“The Past Is Never Dead”
The Trial of James Ford Seale and Mississippi’s Struggle for Redemption
From Edgar Award Winner
Harry N. MacLean
“The Past Is Never Dead” is a book about a trial. In January 2007 the federal government charged James Ford Seale with conspiracy and kidnapping in the 1964 murder of two young black men. In May of 2007 Seale was tried for these crimes in Jackson, Mississippi. The book tells the story of the trial from beginning to end, and in the telling recreates the crime itself. The case has all the problems truly cold cases have: missing evidence, deceased or ancient witnesses, and decayed memories. The key evidence against Seale is the testimony of Charles Edwards, a fellow Klansman who was himself involved in the crime.
But the book is about much more than the trial. The title is from William Faulkner in his book “Requiem For A Nun,” and the full quote is: “The Past Is Never Dead. It’s not even past.” The story of the trial is woven together with the story of Mississippi, its past and its ongoing struggle for redemption.
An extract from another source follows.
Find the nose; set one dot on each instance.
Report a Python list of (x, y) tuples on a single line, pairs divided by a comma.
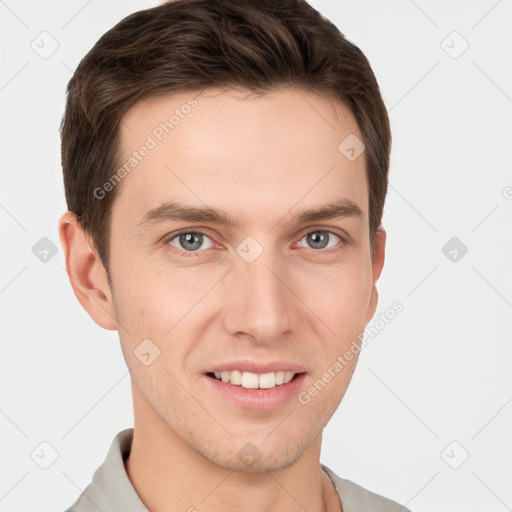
[(260, 304)]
Nothing stays frozen in time. Not even Mississippi. Mississippi today can’t be the Mississippi of yesterday. I was drawn to the notion of unraveling the modern truth of the place. Mississippi is, after all, the home of some of America’s greatest writers—William Faulkner, Tennessee Williams, William Percy, Eudora Welty—as well as its some of its most original musicians: Muddy Waters, Robert Johnson, and of course Elvis Presley. Is Mississippi still in the grip of its bloody, racist past? What does the place feel like? Is the Delta, once the world’s greatest cotton field (built and farmed by slaves), still rampant with the blues? Do the high school kids in Mound Bayou, an all-black town made up of descendents of the slaves of Jefferson Davis, text and get on Facebook?
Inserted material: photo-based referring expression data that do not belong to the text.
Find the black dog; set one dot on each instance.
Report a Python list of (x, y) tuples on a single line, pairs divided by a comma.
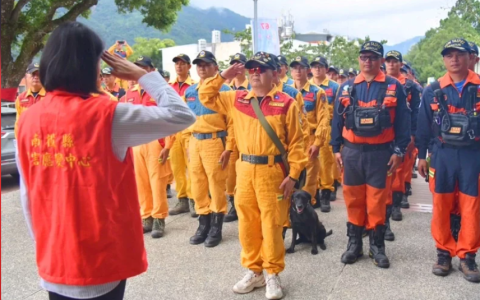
[(306, 224)]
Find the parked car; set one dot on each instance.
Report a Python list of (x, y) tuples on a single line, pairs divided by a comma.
[(9, 167)]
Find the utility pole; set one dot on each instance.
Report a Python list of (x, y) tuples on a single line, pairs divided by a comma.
[(255, 26)]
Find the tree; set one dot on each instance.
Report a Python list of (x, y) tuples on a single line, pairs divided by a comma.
[(150, 48), (425, 56), (26, 25)]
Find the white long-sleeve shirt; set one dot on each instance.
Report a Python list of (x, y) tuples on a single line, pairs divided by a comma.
[(133, 125)]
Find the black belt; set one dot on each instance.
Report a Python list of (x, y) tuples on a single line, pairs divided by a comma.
[(367, 147), (207, 136), (260, 160)]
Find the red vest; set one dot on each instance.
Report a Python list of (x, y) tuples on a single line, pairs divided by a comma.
[(83, 200)]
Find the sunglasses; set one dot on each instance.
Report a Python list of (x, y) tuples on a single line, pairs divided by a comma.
[(257, 70), (369, 58)]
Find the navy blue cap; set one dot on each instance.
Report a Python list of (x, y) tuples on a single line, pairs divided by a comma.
[(394, 54), (263, 59), (33, 67), (144, 61), (473, 48), (300, 60), (372, 46), (205, 56), (319, 60), (456, 44), (238, 58), (183, 57)]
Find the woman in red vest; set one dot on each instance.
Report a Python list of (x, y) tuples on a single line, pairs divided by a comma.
[(76, 162)]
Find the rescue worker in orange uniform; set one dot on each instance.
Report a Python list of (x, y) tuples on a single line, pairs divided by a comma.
[(211, 143), (152, 167), (284, 72), (263, 186), (327, 183), (111, 85), (34, 93), (393, 63), (449, 114), (178, 153), (372, 122), (240, 82), (318, 117)]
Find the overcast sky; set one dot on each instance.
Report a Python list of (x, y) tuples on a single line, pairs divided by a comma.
[(394, 21)]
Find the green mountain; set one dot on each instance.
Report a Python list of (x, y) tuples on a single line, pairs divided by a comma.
[(192, 24)]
So I set out to peel back the layers of perception. Not as a sociologist or historian, but as a writer, an observer, a curious American. I talked to Mississippians from all races, classes, and geographical regions. Statistics show Mississippians as the poorest, the fattest, and the dumbest in the Union—certainly an ugly image—but who are these people really? I tried to sense where Mississippi was on its path to redemption, and I came across the town of Sumner, in the Delta, where the murderers of Emmett Till were tried and acquitted in 1955. Sumner is trying with a good heart but considerable difficulty to move beyond its past and achieve some sort of racial reconciliation. In the book I tell the story of Sumner, to help tell the story of Mississippi.
In the end, I found what I think I always expected to find: that there is no single Mississippi, that there is no single truth to the place. Mississippi, of all places in this country, is fraught with contradictions and ironies and paradoxes. Which in the end makes the place all the more fascinating for an outsider.
The story of Seale’s guilty or innocence is finished. Seale was convicted of the crimes with which he was charged, but his conviction was overturned by a three-member panel of the Fifth Circuit Court of Appeals. In June 2009 this decision was overturned by an evenly split full panel of the 5th Circuit. The U.S. Supreme Court subsequently refused to hear an appeal. James Ford Seale died in federal prison in Terra Haute, Indiana on August 2, 2011. Dunn Lampton, the U.S. Attorney who successfully prosecuted him, died two weeks later in Jackson, Mississippi.
And the story of Mississippi is not finished. The Confederate Flag is no longer allowed at Ole Miss football games. Economic development is coming to many areas. And a Cold Case unit at the Justice Department is aggressively scouring Mississippi and other southern states for unsolved race murders from the sixties.